Cultural humility is an important concept – becoming fully aware of and empathetic to another’s perspective – but it is difficult to practice.
From a Christian faith-perspective, we are called to renew our minds and hearts continually to be more like Christ and to clothe ourselves in compassion, kindness, humility, patience, and gentleness (Colossions 3:12), but all religious traditions also call for these same virtuous practices. So how can we practice them together so we can be better together?
First, humility does not mean submission or not being proud of our cultural or religious traditions and identities. Humility is the spiritual practice of letting go of thoughtlessness and arrogance. What this means for what we do in Better Together BU is learning to recognize arrogant and thoughtless assumptions we make about others. We all have ways we are thoughtless towards others, and we all have biases about others. We also all experience those FROM others at different times in our lives. Remaining proud of our cultural and religious traditions and identities while still learning to recognize our thoughtlessness towards other groups is the spiritual practice of humility.

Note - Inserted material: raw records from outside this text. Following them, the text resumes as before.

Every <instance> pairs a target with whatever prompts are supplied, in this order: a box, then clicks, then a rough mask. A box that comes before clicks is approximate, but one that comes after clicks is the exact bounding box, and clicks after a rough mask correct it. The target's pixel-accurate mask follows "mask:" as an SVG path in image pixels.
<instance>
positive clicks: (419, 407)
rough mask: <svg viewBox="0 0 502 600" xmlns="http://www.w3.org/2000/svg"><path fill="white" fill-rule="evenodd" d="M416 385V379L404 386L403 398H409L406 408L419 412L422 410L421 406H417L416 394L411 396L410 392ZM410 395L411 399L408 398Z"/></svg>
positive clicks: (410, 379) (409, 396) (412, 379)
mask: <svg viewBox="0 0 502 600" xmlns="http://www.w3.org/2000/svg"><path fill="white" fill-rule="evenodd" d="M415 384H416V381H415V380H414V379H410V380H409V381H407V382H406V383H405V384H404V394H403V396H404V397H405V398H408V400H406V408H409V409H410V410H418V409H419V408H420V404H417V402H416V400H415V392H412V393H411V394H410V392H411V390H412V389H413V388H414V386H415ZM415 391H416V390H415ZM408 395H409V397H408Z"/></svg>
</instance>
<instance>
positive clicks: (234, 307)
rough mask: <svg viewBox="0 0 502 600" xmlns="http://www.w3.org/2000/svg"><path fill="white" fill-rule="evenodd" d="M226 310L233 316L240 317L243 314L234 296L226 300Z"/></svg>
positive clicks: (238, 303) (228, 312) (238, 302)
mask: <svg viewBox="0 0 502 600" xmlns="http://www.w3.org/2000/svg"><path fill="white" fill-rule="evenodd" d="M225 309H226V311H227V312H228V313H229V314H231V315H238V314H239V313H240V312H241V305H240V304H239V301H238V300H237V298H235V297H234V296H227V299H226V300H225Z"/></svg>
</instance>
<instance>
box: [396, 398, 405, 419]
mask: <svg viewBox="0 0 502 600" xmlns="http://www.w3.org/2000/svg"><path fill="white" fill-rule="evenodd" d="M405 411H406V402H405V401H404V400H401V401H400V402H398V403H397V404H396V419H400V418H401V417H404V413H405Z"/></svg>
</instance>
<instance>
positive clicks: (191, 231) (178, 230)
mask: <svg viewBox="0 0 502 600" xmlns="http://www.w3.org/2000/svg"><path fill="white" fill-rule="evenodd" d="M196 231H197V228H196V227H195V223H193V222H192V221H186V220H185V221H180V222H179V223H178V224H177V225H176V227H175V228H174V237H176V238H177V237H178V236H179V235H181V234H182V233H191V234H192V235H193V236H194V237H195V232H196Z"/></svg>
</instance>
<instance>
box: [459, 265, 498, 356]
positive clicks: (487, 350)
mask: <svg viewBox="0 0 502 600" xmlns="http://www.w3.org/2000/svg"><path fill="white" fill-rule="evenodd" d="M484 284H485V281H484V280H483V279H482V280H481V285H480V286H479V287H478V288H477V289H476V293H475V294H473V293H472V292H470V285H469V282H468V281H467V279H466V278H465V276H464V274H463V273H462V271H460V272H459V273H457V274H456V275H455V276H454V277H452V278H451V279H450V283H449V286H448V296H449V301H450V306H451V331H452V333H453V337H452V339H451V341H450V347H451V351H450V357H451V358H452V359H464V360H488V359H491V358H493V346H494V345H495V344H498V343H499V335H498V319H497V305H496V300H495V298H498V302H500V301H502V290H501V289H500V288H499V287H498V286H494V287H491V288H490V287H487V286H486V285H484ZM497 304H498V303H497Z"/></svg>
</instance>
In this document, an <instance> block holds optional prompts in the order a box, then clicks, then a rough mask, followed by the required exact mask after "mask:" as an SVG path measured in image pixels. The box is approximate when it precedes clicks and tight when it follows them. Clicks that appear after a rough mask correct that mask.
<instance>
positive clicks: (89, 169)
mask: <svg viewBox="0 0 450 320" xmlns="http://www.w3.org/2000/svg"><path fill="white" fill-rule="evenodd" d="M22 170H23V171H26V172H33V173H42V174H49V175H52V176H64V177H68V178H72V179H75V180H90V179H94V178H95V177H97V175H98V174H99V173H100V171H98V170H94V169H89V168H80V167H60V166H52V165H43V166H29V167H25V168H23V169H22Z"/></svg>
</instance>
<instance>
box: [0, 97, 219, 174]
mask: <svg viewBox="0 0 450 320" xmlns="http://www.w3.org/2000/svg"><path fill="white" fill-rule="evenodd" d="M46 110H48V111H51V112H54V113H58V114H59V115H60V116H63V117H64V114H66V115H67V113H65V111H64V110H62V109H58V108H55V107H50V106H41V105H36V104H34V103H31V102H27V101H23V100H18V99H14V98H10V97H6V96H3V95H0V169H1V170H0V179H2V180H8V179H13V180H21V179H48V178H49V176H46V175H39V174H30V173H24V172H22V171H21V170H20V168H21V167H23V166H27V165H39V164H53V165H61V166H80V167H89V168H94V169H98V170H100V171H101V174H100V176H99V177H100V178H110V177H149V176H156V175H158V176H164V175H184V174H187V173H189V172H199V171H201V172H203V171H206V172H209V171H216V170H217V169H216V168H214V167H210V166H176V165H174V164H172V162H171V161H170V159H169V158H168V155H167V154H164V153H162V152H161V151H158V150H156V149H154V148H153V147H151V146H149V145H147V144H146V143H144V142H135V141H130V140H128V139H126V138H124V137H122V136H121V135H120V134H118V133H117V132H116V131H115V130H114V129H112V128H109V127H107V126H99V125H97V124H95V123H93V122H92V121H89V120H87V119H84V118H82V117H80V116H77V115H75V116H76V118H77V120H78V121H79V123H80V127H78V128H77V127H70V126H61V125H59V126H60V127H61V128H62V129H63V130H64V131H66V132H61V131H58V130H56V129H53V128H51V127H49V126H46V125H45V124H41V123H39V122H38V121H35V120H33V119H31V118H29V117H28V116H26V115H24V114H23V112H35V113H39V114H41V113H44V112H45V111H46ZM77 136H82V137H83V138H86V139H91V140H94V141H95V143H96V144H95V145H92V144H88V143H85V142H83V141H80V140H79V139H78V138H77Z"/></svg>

Second, cultural and religious humility is taking an empathetic stance in relation to the other. No matter who we are, we think it’s a very good idea to be empathetic to those around us, and so, we try to practice empathy by being present with each other, by listening to each other, by being vulnerable with each other, by being brave with each other, and by sharing our stories with each other.
Third, cultural and religious humility means that we take systems of power seriously because we think inequity is a problem. Whether it’s religious privilege or cultural privilege or gender privilege, these are all forms of thoughtlessness that are pervasive in our society, and they all effect the systems and institutions that we are within. We pay extra attention – we try to be extra thoughtful – about these systems of power and inequality so we can do something positive about it.
Finally, cultural and religious humility is a life-long process. Yes, this is a process and a daily practice. Practicing humility is hard work, and it takes a life-time. It’s a journey. Sometimes we will succeed and sometimes we will fail…but we will always try. Practicing humility is not something we will ever fully accomplish, but we think learning to be more thoughtful, compassionate, kind, and humble are good things that we should all pay more attention to in our lives. It takes self-reflection and courage, but we want to practice humility because we want to be better neighbors to each other.